Although we called ourselves a parent support group, it was much more.  We had only three “rules,” one around privacy (what’s said in the group, stays in the group), one around blaming (no blaming, especially not yourself) and one on ownership (the group belongs entirely to the group).  Because of rule #3, group members became very proactive.  They scolded one another when someone said their child’s behavior or illness was all their fault.  They’d point out that you can’t find solutions when you are blaming yourself, or someone else.  They’d come with resources and new ideas for people they’d met the time before. They cared about labels and words and how we spoke about our children and families.

Someone would point out regularly that the group was about more than support.
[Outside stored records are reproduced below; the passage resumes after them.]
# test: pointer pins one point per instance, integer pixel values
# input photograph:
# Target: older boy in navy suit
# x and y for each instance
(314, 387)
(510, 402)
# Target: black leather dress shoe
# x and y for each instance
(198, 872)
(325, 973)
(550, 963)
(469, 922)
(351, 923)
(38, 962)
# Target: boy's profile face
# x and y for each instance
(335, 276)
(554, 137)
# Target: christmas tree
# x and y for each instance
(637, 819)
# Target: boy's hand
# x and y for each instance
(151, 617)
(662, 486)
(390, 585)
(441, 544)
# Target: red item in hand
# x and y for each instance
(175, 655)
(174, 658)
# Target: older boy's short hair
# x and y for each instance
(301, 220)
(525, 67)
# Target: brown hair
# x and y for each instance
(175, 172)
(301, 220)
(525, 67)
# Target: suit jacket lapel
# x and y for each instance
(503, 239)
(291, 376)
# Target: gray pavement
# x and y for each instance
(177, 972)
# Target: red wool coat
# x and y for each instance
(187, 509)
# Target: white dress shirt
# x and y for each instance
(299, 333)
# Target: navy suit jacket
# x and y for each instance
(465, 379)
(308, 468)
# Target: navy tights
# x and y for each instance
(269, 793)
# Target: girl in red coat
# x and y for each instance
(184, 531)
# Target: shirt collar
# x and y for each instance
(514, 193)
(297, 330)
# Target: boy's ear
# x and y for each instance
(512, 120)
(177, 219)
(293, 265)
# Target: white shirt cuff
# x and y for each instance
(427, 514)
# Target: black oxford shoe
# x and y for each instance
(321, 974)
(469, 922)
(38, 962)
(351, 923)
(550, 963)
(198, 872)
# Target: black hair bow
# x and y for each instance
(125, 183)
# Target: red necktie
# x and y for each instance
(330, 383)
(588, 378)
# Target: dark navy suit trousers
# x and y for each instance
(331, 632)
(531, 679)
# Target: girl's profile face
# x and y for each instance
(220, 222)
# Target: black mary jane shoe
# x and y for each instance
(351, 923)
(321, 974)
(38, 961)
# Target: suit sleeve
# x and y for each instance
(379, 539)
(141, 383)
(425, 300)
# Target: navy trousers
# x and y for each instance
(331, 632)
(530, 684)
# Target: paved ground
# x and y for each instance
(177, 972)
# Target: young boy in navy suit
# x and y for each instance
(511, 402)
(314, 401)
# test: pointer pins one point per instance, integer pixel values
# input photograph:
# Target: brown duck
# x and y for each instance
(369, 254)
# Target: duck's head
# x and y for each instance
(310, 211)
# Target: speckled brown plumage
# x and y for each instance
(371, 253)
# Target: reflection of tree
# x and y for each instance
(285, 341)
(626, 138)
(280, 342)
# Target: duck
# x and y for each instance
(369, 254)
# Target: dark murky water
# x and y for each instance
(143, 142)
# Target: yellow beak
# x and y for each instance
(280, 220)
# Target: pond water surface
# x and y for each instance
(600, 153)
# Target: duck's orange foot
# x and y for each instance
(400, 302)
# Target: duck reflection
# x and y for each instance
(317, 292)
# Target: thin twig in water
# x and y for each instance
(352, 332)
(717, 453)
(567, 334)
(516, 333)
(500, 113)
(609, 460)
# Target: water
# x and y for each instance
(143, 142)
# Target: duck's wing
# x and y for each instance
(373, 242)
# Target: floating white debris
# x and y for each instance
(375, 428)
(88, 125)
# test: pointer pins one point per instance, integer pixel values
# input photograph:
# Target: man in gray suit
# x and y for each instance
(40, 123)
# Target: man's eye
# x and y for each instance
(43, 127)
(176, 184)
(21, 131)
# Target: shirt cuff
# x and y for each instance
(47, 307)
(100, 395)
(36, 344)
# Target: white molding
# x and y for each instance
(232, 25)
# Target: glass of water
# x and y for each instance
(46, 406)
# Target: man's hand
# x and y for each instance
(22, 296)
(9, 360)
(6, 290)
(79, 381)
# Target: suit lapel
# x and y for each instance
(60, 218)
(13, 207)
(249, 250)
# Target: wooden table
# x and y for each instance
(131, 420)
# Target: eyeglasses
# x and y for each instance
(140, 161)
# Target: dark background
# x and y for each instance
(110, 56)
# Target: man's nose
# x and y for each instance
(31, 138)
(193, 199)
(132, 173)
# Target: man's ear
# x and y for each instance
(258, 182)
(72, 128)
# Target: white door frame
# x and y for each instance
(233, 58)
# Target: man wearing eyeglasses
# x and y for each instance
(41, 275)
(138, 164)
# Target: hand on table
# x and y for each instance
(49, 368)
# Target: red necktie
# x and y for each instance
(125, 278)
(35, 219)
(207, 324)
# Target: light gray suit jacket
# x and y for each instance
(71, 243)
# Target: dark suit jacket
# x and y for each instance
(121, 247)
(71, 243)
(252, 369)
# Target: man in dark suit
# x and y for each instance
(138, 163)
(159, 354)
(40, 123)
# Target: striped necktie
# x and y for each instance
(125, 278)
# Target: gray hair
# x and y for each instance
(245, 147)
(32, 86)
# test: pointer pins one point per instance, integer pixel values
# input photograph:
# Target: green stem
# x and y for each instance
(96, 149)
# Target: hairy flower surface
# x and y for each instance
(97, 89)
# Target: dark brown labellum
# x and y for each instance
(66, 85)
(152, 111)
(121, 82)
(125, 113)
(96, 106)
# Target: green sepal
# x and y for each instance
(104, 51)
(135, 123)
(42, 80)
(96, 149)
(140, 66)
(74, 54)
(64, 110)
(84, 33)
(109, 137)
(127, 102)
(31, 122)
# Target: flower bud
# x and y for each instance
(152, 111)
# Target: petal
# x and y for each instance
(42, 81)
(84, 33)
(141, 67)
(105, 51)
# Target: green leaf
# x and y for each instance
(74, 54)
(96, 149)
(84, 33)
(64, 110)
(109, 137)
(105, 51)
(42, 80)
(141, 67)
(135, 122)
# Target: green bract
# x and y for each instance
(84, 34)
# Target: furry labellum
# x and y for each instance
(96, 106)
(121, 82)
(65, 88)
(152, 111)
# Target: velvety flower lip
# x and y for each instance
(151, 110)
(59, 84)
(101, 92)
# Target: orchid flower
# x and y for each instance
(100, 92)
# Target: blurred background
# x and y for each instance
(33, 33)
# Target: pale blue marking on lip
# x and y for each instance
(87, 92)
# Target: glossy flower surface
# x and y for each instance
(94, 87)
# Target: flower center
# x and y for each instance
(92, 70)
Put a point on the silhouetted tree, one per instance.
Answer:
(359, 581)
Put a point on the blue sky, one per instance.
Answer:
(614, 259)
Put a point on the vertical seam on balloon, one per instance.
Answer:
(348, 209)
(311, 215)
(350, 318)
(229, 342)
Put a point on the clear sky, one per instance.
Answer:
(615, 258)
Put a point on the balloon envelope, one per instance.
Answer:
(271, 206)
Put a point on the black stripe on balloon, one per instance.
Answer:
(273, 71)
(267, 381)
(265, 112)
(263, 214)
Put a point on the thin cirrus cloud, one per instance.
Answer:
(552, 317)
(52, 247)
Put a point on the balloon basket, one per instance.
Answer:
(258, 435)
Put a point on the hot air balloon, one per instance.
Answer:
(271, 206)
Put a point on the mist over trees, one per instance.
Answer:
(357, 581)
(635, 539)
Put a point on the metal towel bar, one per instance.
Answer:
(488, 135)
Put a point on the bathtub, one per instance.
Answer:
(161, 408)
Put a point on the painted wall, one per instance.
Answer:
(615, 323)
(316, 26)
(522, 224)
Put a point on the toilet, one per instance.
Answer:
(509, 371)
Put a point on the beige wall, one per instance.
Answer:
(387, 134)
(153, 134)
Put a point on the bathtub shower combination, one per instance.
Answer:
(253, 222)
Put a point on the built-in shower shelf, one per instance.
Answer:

It was advocacy, problem solving, education, outreach, stigma busting and trying to change the way systems treated our children and us.  “Calling it a support group,” one mom used to say, “sounds more like a pity party than what we really are.”  Whatever we called it, it continued on for years, adding new members and saying goodbye to others as their children became adults.  Since then, the rules have grown for support groups, but what parents need from them has stayed the same.

Originally, support groups were never intended to be a service.  They were a place where people learned from one another, not just the how-to’s and the go-to’s but emotional learning.  Anger was shared and so was grief and we learned that they were okay, everyone felt them push insistently into our day no matter how we pushed them back down.  Sometimes you let those feelings flood you and then you’d release them (at least a little) and other times you learn to harness them and use them to make changes or challenges barriers.

Support groups were a place where leaders were born and then nurtured.  Someone would develop expertise, hard won almost always, in special education or insurance advocacy or navigating the courts and they would teach and lead others to success.  Someone else would be a little further along in their emotional journey and learn how to change minds with their story or create change with their advocacy.  Another would know where the resources were, such as a resale shop so your child’s expenses didn’t break the bank this week or a community class where your child would be welcome.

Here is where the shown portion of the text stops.